Posted by: Bob Agard at June 1, 2012 7:33 PM

I'm glad I got home from my shopping trip to Walmart in time to read this post while rinsing off the chemical residue from the blackberries, strawberries, and blueberries.

Posted by: Bob Agard at June 1, 2012 7:34 PM

Jewel,

Your first mistake was your choice of ice cream; Who in their right mind Breyer's over Turkey Hill if they live in Lancaster, PA. Call me a hipster or elitist or whatever but mind you Turkey Hill is from Pennsylvania whereas Breyer's is a part of the multinational company Unilever. Pardon me if supporting local business is wrong. (PS: Turkey Hill Markets tend to have the exact same deal on their ice cream)

Second mistake; comparing Stauffer's of Kissel Hill to Whole Foods Market is totally ludicrous. Those two shops are not even catering to the same customer base. Though with that being said, I am sure that a regular Amelia's shopper would be blown away by SKH prices, even more so by Whole Foods prices...

For your sake I hope your sake you never walk into a Dean & DeLuca.

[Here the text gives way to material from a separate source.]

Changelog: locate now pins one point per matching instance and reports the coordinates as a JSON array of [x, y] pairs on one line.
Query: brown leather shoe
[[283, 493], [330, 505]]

Posted by: Lancaster Native at February 16, 2013 5:50 AM

Whole Food is pricey, but they are consistent across the country (which means that those of us with food intolerances, who travel, no longer have to carry our food with us across the country). Knowing you can get what you need (without having to pay for an extra suitcase) is a good thing.

And they have done some very accommodating and philanthropic things for me and mine. Expensive yes. I can't shop there all the time. Ridiculous? No, only if YOU let it be.